Beharry is the first person to have been awarded the Victoria Cross since 1982 and the first living recipient in 40 years.
Impressive bravery aside, the book is actually a very good read. Beharry wrote it with Nick Cook, a journalist specialising in aviation, so it’s fluid and varied in its sentence structure which always makes for a better book. But Beharry has had an interesting life and the lead up to his joining the army takes up the whole first half, whilst his Grenadian accent and speech patterns shine throughout. This is another book that I read from The Guardian’s best unread books of the decade list, Mark Lucas says about it:
Barefoot Soldier by Johnson Beharry VC, published in 2006. It was a Sunday Times bestseller, but should have gone on to take the world by storm. And never did, quite. Johnson was the first living recipient of the Victoria Cross for nearly 40 years.
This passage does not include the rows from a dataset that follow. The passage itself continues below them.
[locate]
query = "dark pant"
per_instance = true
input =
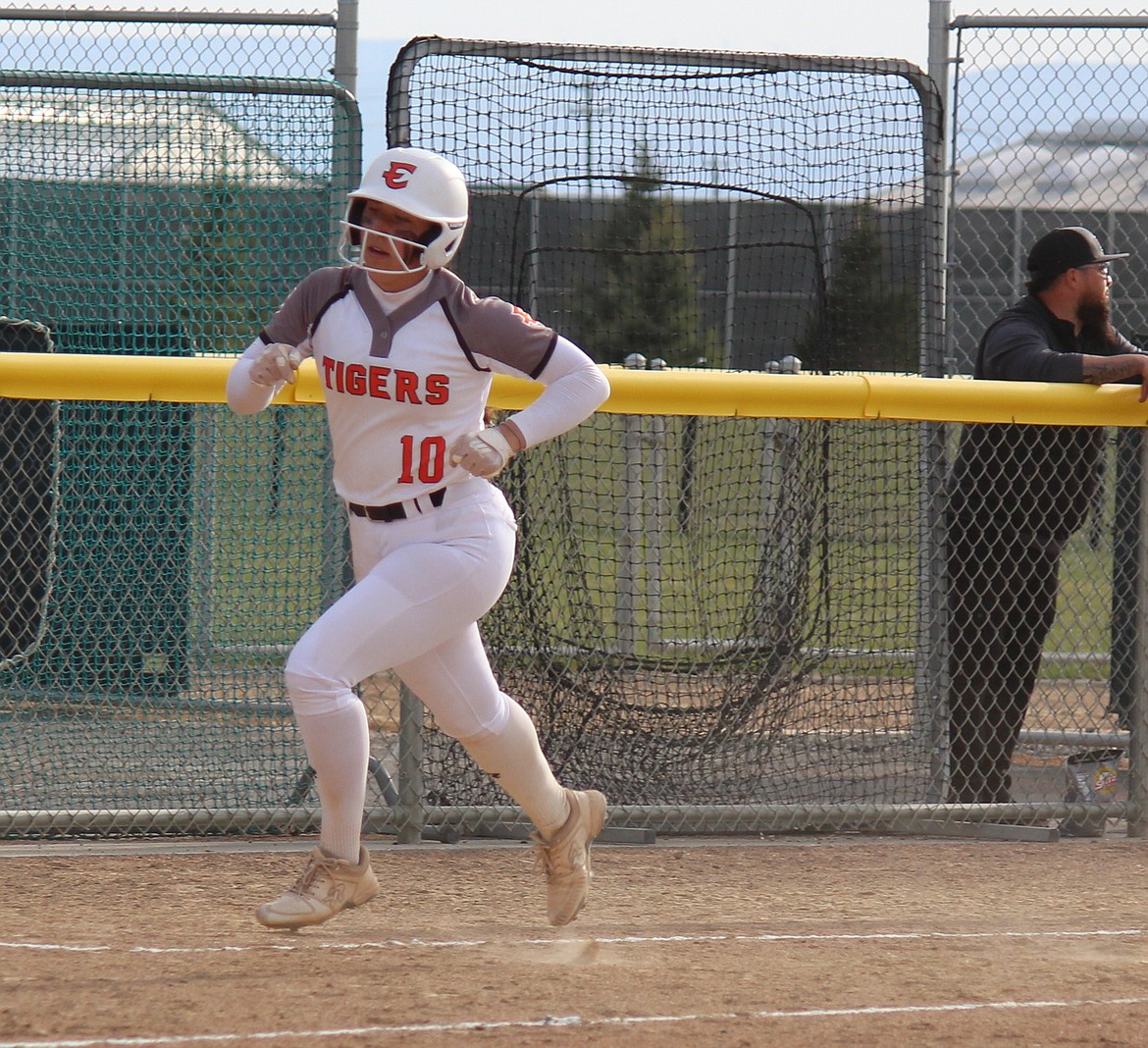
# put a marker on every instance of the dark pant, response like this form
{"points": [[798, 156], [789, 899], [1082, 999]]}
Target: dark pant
{"points": [[1001, 606]]}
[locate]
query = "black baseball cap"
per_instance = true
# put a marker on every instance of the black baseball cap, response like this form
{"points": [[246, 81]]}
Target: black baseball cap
{"points": [[1067, 248]]}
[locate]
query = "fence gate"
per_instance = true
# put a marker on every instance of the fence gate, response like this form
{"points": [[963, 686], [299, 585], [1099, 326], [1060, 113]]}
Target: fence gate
{"points": [[1048, 130]]}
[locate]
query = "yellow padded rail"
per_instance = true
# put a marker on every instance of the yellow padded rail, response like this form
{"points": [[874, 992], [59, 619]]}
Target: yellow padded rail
{"points": [[75, 377]]}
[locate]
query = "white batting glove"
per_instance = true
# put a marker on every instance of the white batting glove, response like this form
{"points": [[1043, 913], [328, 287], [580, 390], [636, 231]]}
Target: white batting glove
{"points": [[278, 363], [484, 453]]}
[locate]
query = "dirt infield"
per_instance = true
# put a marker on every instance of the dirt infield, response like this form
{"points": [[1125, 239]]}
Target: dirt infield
{"points": [[843, 941]]}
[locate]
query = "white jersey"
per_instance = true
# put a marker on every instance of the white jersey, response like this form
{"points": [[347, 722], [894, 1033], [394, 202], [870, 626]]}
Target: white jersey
{"points": [[402, 387]]}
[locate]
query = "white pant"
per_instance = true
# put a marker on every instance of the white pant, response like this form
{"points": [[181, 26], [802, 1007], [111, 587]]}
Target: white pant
{"points": [[421, 586]]}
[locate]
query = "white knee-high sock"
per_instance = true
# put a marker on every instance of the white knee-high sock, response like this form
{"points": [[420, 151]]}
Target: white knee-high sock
{"points": [[338, 746], [514, 760]]}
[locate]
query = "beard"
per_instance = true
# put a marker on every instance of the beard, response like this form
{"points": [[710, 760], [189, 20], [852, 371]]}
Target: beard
{"points": [[1095, 317]]}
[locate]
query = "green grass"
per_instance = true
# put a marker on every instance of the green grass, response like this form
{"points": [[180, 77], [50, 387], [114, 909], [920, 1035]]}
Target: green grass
{"points": [[846, 534]]}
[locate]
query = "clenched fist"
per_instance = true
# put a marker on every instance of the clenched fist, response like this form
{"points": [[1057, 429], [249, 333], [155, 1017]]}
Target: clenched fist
{"points": [[278, 363], [484, 453]]}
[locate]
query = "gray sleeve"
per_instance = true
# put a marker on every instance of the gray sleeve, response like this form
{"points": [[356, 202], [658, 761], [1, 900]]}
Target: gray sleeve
{"points": [[498, 331], [291, 322]]}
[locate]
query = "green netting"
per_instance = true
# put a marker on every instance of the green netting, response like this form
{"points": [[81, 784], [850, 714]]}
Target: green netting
{"points": [[162, 216]]}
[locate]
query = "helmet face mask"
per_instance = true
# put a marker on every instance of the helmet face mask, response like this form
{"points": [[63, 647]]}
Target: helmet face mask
{"points": [[420, 183]]}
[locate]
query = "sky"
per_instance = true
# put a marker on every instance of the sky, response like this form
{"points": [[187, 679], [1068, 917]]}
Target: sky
{"points": [[812, 26], [884, 28]]}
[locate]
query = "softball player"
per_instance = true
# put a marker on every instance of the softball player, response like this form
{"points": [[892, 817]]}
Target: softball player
{"points": [[405, 353]]}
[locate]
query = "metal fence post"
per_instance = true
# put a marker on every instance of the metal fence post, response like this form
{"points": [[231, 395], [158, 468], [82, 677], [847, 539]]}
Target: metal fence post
{"points": [[1138, 710]]}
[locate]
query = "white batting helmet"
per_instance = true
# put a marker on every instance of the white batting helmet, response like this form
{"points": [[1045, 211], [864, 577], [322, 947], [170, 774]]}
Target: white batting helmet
{"points": [[421, 183]]}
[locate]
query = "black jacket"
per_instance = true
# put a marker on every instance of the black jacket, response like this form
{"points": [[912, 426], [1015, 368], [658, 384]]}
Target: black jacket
{"points": [[1030, 482]]}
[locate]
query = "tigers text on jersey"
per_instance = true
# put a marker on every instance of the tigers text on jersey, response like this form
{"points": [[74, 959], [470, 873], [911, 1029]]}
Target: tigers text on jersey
{"points": [[402, 387]]}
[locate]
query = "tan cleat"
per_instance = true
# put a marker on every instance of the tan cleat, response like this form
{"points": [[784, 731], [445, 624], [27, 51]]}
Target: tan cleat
{"points": [[566, 856], [325, 887]]}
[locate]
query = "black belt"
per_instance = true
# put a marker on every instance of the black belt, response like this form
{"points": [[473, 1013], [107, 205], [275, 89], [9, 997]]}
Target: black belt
{"points": [[395, 509]]}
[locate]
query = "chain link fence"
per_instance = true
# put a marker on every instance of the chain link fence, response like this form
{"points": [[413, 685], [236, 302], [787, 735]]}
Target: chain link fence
{"points": [[1047, 131], [222, 42], [733, 624]]}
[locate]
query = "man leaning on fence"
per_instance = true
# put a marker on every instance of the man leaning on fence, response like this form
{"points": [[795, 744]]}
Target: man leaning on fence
{"points": [[1015, 498]]}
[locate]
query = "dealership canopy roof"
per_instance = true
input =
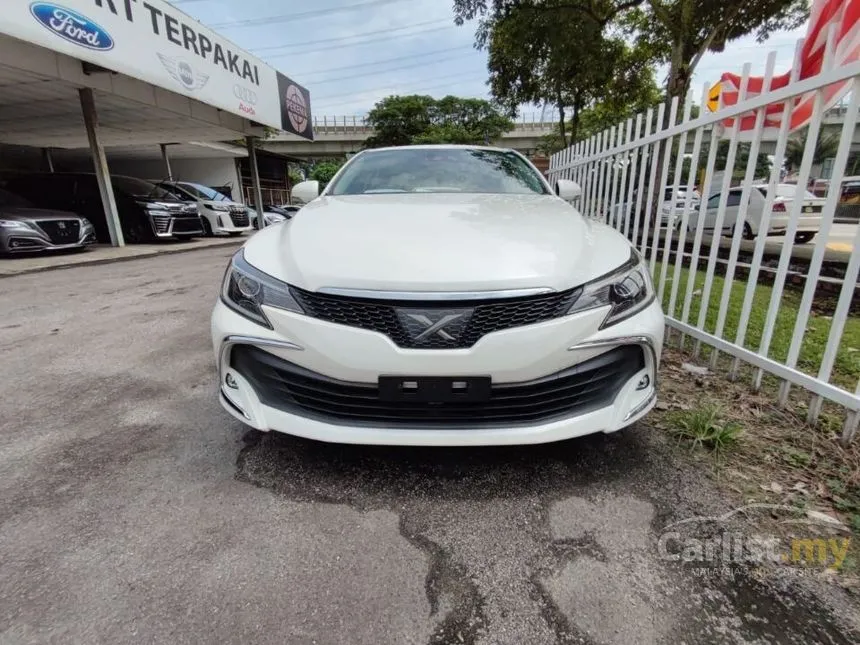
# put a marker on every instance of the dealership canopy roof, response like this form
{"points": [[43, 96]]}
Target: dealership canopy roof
{"points": [[157, 76]]}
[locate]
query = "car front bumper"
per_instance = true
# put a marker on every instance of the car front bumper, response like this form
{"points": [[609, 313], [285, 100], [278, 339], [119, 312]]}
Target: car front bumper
{"points": [[513, 356], [20, 240]]}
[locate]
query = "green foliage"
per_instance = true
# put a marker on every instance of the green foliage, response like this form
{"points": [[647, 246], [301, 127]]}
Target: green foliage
{"points": [[706, 427], [404, 120], [676, 32], [324, 171]]}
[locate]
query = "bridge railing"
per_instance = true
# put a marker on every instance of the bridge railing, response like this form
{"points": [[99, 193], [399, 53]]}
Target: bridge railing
{"points": [[633, 179]]}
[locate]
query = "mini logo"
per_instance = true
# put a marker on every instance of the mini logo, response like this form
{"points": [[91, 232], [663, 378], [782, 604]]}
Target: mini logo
{"points": [[297, 108], [425, 325], [244, 94], [183, 72], [72, 26]]}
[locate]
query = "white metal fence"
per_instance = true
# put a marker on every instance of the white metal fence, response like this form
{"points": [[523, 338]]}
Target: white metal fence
{"points": [[740, 309]]}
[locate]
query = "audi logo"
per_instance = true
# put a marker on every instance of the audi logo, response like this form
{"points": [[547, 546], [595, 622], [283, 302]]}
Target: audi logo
{"points": [[244, 94]]}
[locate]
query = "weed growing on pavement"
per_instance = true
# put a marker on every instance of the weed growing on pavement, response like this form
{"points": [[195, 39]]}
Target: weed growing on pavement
{"points": [[706, 427]]}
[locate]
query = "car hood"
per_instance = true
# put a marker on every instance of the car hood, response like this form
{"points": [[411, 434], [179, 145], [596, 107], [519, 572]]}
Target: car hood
{"points": [[19, 213], [437, 242]]}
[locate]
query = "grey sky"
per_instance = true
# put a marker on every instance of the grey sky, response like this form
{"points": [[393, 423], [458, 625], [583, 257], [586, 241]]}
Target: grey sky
{"points": [[351, 53]]}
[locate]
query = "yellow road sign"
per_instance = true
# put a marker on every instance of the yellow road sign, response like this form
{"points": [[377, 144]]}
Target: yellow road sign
{"points": [[714, 97]]}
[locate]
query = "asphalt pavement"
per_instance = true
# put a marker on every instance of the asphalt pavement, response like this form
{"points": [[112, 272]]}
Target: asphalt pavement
{"points": [[135, 510]]}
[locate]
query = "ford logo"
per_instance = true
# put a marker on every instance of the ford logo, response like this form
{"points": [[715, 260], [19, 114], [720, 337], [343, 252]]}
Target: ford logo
{"points": [[71, 26]]}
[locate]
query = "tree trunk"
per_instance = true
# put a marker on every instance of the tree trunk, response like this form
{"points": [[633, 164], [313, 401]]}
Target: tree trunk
{"points": [[561, 125], [574, 122]]}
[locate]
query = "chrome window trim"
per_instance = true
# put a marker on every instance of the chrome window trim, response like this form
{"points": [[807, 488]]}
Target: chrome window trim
{"points": [[372, 294]]}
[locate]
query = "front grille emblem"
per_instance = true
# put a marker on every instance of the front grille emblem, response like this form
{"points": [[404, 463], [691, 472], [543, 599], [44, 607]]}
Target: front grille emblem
{"points": [[424, 326]]}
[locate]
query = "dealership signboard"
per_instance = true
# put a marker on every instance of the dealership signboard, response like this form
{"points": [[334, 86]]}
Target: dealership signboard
{"points": [[153, 41]]}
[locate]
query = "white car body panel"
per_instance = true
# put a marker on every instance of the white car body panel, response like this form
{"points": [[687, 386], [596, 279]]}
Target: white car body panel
{"points": [[437, 242]]}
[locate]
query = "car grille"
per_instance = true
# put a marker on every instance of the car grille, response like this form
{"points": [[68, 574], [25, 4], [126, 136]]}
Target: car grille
{"points": [[239, 218], [161, 223], [64, 231], [579, 389], [405, 322]]}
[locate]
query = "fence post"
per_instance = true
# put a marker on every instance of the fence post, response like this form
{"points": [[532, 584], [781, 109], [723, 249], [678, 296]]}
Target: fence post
{"points": [[661, 193], [643, 169], [634, 158], [705, 302], [676, 182], [646, 214], [685, 214]]}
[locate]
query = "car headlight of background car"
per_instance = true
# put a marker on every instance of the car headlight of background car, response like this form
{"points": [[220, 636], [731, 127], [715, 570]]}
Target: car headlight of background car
{"points": [[628, 289], [246, 289], [11, 223]]}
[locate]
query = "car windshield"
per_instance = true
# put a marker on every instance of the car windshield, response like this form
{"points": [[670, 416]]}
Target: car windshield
{"points": [[202, 192], [140, 188], [12, 200], [438, 170]]}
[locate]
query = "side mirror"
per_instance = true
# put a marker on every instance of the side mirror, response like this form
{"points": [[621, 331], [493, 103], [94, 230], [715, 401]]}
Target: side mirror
{"points": [[568, 190], [306, 191]]}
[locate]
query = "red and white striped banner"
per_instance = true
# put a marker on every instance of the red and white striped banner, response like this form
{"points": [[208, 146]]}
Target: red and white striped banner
{"points": [[845, 15]]}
He saved the lives of at least 30 of his fellow soldiers during two separate ambushes within weeks of each other in Iraq in 2004. Little, Brown published it in 2006 with considerable passion, a major marketing campaign, and utter devotion to this most charming and courageous of young men. He’s an example to us all. So why isn’t Barefoot Soldier up there with Bravo Two Zero? Part of the problem, I fear, is that a huge number of people under the age of 40 have no idea what the Victoria Cross stands for. Perhaps the public got confused, and saw him as more victim than hero. Perhaps their antipathy to the conflict itself coloured their response to his experience. Perhaps there wasn’t enough gunfire. And maybe the BNP played a part … I don’t begrudge Jordan her megasales. But I’d prefer to live in a world where Johnson Beharry VC’s astonishing, selfless bravery is more vigorously cherished.
This is a book that describes conflict at the ground level without a sense of judging, that gives a view of Grenadian life and depicts acts of outstanding courage with humour and humility. It is interesting if you, like my boyfriend, are fascinated by war and it also has a lot to offer if you, like me, will read anything if it sits still long enough.